Sunday, October 19, 2014

The Magic Of Never-Never

I read 'We of the Never-Never' twenty years ago, and on re-reading this book, find the magic as strong as ever.  It reminds me of all that we must be thankful for in our lives : love, true friends and the sometimes harsh but bewitching beauty of the natural world.  As I read, the rain pelts outside; inside the electricity flickers, candles come on and off  at the whim of the power supply.  Flying ants fill the rooms, little white ants crawl on our tables and mud is splattered all over the floor.  But I remain caught in the spell of the book and these things don't seem like annoyances any more.

Written by Jeannie Gunn in 1908, this is the story of her adventures in the Australian bush as she accompanied her husband, Aeneas Gunn, who had been appointed manager of a large cattle station in 1902.

Her arrival in the bush was unexpected, and unwanted, for this was a land which white women did not inhabit, but once there, she was gradually accepted and eventually befriended.  Her story is eloquently narrated and the charm of her personality, tales of the brave and true bushmen and the pristine beauty of the land come alive through her words.  I quote a few paragraphs from her book, just to give you an idea of its timeless charm.

"And All of Us, and many of this company, shared each other's lives for one bright, sunny year, away Behind the Back of Beyond, in the Land of the Never-Never; in that elusive land with an elusive name - a land of dangers and hardships and privations yet loved as few lands are loved - a land that bewitches her people with strange spells and mysteries, until they call sweet bitter and bitter sweet.  Called the Never-Never, the Maluka (her husband) loved to say, because they who have lived in it and loved it, Never-Never voluntarily leave it."

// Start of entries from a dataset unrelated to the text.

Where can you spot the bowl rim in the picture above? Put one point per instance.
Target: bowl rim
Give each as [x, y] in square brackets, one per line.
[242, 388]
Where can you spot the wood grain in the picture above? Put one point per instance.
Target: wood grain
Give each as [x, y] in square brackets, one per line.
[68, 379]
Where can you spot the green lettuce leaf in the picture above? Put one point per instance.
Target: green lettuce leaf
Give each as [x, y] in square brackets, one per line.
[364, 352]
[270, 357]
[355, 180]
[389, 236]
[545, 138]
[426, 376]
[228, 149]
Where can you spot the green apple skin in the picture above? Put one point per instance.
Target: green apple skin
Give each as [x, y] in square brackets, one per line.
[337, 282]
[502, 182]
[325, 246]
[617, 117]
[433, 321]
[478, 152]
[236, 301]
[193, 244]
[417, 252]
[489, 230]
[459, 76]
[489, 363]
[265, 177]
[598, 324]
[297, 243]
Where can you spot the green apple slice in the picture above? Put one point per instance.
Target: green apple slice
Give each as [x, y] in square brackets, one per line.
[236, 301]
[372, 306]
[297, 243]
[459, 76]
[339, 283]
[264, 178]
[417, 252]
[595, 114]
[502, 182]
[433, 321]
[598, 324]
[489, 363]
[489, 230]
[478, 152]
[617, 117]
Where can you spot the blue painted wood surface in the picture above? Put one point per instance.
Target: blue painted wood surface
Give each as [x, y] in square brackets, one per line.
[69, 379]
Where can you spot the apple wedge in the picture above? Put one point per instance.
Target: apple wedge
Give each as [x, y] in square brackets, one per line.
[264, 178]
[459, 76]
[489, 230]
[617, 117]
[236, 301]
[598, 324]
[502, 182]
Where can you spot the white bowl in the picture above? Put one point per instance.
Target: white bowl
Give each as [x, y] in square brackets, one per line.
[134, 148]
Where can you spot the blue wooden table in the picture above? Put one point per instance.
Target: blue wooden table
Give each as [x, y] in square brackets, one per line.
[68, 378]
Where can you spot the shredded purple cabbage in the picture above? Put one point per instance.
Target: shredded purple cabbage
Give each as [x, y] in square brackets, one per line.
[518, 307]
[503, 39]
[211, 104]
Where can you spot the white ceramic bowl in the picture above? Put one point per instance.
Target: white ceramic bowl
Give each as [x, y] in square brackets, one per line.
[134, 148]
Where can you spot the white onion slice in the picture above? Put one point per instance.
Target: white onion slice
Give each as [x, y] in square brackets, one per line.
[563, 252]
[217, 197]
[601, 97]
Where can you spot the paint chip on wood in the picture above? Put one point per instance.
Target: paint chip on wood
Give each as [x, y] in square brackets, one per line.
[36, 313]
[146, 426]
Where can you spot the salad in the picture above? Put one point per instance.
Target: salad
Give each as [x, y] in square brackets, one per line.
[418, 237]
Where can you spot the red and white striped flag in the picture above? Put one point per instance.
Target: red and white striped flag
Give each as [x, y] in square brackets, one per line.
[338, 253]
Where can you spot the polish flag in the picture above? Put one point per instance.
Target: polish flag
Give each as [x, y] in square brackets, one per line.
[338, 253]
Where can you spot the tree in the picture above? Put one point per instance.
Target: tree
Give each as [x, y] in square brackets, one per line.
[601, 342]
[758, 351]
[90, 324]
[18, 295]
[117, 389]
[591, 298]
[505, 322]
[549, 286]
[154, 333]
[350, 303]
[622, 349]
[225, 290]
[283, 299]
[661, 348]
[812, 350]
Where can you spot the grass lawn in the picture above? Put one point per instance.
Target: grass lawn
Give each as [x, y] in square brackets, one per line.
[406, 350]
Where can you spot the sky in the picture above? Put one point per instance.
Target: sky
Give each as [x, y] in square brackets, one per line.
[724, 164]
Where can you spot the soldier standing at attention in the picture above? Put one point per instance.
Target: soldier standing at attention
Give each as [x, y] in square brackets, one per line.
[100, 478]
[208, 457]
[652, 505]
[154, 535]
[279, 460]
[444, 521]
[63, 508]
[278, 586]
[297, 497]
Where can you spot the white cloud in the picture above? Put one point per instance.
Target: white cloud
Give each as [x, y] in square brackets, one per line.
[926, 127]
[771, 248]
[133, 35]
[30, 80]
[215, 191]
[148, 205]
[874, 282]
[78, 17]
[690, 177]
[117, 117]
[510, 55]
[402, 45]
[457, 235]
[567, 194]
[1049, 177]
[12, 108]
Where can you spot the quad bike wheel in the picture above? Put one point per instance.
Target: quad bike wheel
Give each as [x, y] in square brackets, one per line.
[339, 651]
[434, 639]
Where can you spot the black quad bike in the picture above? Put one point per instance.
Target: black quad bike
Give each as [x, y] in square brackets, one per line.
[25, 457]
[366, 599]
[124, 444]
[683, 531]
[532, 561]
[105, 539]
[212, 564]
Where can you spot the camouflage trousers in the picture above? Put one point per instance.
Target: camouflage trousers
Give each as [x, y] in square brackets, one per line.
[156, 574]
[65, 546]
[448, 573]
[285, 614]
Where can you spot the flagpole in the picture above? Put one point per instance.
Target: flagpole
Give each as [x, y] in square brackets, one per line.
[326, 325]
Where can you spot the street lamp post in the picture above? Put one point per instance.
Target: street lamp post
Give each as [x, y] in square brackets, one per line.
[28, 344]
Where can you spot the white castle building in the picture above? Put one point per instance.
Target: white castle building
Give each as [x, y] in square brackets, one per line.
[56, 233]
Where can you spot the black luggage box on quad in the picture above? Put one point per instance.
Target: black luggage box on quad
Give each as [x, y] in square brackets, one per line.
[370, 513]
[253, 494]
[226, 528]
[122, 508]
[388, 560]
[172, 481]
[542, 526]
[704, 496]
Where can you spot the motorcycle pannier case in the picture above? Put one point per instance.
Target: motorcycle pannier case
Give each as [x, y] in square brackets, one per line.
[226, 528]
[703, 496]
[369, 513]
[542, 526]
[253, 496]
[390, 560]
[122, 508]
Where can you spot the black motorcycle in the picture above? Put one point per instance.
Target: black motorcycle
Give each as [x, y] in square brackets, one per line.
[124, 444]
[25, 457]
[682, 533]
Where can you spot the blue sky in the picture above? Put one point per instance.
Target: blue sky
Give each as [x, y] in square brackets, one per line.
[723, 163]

In the beginning, when the men at the station learned that their boss had gone and got married, and, moreover the Missus was to accompany him, this is what one of them (the Sanguine Scot) said:

"I'll block her yet; see if I don't," he said confidently.  "After all these years on their own, the boys don't want a woman messing round the place."  And when he set out for the railway along the north track, to face the "escorting trick", he repeated his assurances.  "I'll block her chaps, never fear," he said; and glowering at a "quiet" horse that had been sent by the lady at the Telegraph, added savagely, "and I'll begin by losing that brute first turn out."

The Maluka and his Missus, meanwhile, having no inkling of this, were on their way to the end of civilization in a Territorial train:

"It was a delightful train - just a simple-hearted, chivalrous, weather beaten old bush whacker, at the service of the entire Territory.  "There's nothing the least bit officious or stand-offish about it," I was saying, when the Man-in-Charge came in with the first billy of tea.
  "Of course not!" he said, unhooking cups from various crooked-up fingers.  "It's a Territorian, you see."
  "And had all the false veneer of civilization peeled off long ago," the Maluka said, adding, with a sly look at my discarded gloves and gossamer, "It's wonderful how quietly the Territory does its work."...

They left behind the city and town dwellers, all of whom were horrified at the idea of Jeannie going into the bush.  This is what she says, later on, while shuttling from camp to camp:

"Whatever do you do with your time?" asked the townsfolk, sure that life out-bush is stagnation, but forgetting that life is life wherever it may be lived.